Sembra infatti privo di senso da un lato ammettere che la Convenzione imponga il riconoscimento del trust e dall’altro lato privare detto riconoscimento, escludendo la trascrizione e quindi l’opponibilità ai terzi della separazione patrimoniale tipica di ogni trust, del suo aspetto più qualificante. Una tale impostazione parrebbe divenire addirittura irragionevole con riferimento al trust straniero, la cui ammissibilità alla luce della Convenzione è - ovviamente - pacifica.
Infine, altro problema sul quale gli interpreti hanno fornito risposte non univoche, concerne il regime degli atti dispositivi di beni in trust indebitamente compiuti dal trustee.
Il problema della tutela dell’avente causa in buona fede dal trustee (cosiddetto “bona fide purchaser without notice”) è tipico del diritto inglese dei trusts(8) , e la dottrina italiana, posta di fronte all’esegesi dell’art. 11 paragrafo secondo lettera d della Convenzione, stante la non importabilità in Italia della tecnica del tracing(9) si è interrogata sui rimedi di diritto interno idonei ad assicurare un risultato il più possibile affine.
In questa sede non è possibile esporre dettagliatamente i vari orientamenti dottrinali(10).
È sufficiente segnalare che secondo un orientamento abbastanza diffuso(11) , detti rimedi potrebbero essere costituiti, alternativamente, dall’annullamento del negozio dispositivo compiuto dal trustee per conflitto di interessi ex art. 1394(12) , dall’esperimento di un’azione aquiliana di risarcimento in forma specifica ex art. 2058 nei confronti di colui che, con dolo o anche solo con colpa, abbia acquistato dal trustee e dall’impugnazione del negozio dispositivo mediante azione revocatoria(13).
3. Il trust interno dopo l’entrata in vigore dell’art. 2645-ter
Occorre a questo punto verificare se e in che misura l’entrata in vigore dell’art. 2645-ter influisce sull’ambientazione del trust interno nell’ordinamento italiano.
Immediatamente dopo l’entrata in vigore della norma, una pronuncia emessa dal giudice tavolare del tribunale di Trieste(14) in una vicenda avente a oggetto, peraltro, la questione della trascrizione di un atto di trasferimento di beni al trustee di un trust interno, prese posizione anche sulla portata dell’art. 2645-ter.
In questo provvedimento si affermò che l’art. 2645-ter non avrebbe introdotto nel nostro ordinamento un nuovo tipo di negozio di destinazione, ma soltanto «un particolare tipo di effetto negoziale, quello di destinazione … accessorio rispetto agli altri effetti di un negozio tipico o atipico cui può accompagnarsi».
La norma, secondo il tribunale, non conterrebbe alcun indice da cui desumere l’avvenuta creazione di una nuova figura negoziale, non essendone chiara né la natura unilaterale o bilaterale, né il carattere oneroso o gratuito, né la presenza di effetti traslativi o obbligatori.
Non può non notarsi, tuttavia, come la norma, sebbene imprecisa, contenga certamente numerose tracce di disciplina sostanziale (forma, soggetti, oggetto, durata, regime di responsabilità dei beni destinati), per cui la pronuncia (come anche quella recente di Trib.
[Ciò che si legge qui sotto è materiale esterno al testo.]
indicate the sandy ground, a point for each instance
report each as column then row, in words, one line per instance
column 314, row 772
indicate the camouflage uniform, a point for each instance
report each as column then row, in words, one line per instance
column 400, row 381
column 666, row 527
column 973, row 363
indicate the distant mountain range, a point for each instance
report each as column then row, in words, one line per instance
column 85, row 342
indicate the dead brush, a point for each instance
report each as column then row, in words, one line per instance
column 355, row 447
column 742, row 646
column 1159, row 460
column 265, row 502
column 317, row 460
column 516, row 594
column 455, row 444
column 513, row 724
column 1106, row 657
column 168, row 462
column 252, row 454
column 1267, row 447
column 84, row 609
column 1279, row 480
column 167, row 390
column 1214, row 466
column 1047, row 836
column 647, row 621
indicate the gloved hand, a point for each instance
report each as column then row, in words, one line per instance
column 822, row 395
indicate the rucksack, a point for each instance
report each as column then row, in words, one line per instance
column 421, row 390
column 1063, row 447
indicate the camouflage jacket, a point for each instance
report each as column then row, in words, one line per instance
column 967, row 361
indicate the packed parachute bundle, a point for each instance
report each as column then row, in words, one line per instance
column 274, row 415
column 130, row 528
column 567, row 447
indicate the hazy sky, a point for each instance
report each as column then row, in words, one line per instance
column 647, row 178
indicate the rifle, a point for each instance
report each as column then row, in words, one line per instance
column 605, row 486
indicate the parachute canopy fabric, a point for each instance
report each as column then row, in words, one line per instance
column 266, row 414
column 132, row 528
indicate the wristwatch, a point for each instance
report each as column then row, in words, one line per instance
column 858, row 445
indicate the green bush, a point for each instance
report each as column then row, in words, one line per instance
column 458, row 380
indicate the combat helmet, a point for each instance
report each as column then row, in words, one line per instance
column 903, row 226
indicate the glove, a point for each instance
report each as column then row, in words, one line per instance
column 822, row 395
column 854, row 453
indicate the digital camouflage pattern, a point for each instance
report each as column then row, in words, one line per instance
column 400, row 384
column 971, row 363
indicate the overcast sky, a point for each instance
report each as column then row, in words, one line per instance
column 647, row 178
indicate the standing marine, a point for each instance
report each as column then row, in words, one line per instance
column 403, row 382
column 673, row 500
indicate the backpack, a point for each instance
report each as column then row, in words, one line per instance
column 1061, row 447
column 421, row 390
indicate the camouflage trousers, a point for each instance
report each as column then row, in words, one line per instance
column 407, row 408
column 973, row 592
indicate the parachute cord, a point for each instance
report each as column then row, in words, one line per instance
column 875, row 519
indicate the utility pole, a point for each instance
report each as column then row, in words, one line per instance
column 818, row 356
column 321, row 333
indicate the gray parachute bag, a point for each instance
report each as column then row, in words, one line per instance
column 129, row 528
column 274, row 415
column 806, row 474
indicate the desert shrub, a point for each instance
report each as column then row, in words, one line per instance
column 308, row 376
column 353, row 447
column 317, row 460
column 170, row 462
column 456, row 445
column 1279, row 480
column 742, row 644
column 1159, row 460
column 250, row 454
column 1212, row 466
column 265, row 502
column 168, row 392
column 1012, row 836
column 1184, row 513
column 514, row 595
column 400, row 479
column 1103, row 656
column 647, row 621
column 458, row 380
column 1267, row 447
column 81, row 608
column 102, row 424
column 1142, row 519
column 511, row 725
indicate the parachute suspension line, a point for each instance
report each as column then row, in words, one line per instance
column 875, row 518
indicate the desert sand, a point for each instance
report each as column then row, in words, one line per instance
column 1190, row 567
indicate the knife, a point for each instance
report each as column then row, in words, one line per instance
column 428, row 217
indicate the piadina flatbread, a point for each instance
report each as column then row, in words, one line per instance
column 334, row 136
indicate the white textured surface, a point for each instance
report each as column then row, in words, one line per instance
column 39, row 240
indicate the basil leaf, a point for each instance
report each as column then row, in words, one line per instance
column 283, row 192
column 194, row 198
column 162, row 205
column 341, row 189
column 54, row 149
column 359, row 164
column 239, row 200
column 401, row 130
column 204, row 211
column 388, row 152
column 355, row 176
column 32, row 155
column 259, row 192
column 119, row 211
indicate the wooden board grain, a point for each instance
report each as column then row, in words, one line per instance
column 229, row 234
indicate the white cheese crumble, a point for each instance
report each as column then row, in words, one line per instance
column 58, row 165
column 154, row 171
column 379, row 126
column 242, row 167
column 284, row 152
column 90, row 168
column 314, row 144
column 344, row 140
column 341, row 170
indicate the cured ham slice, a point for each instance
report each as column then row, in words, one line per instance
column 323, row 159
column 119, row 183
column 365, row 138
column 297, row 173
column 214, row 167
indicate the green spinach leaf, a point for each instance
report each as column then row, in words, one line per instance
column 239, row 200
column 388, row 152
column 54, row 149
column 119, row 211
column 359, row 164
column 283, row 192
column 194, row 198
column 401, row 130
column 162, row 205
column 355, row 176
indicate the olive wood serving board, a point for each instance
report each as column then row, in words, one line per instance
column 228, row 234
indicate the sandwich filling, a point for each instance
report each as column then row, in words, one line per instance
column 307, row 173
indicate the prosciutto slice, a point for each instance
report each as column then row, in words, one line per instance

Reggio Emilia) desta perplessità laddove, in virtù di una sorta di interpretatio abrogans, afferma che l’art. 2645-ter in alcun modo abbia introdotto nel nostro ordinamento la disciplina di una figura negoziale.
La soluzione dei rapporti tra atto di destinazione e trust interno dipende dalla posizione che si ritiene di assumere nei confronti della Convenzione de L’Aja.
Seguendo la tesi minoritaria, si dovrebbe appunto concludere che la Convenzione de L’Aja legittimi esclusivamente il riconoscimento dei soli trust c.d. stranieri.
Qualora la fattispecie fosse munita di elementi di collegamento con un ordinamento straniero, la figura introdotta dall’art. 2645-ter dovrebbe rientrare nell’ampia nozione di trust prevista dall’art. 2
Convenzione che, va ricordato, non è modellata sulla nozione tradizionale di trust ma è più ampia, in quanto obiettivo della Convenzione era, tra l’altro, quello di consentire il riconoscimento anche delle c.d. trust-like institutions, cioè figure proprie di ordinamenti civilistici non esattamente corrispondenti al trust tradizionalmente inteso, come, appunto, il negozio di destinazione di cui si discute. L’utilizzazione dell’art. 2645-ter, allora, costituirebbe una sorta di alternativa al trust straniero, nel senso che il c.d. conferente potrebbe, nel negozio istitutivo della destinazione, scegliere, ai sensi dell’art. 6 della Convenzione, la legge italiana (cioè l’art. 2645-ter) quale legge regolatrice(15).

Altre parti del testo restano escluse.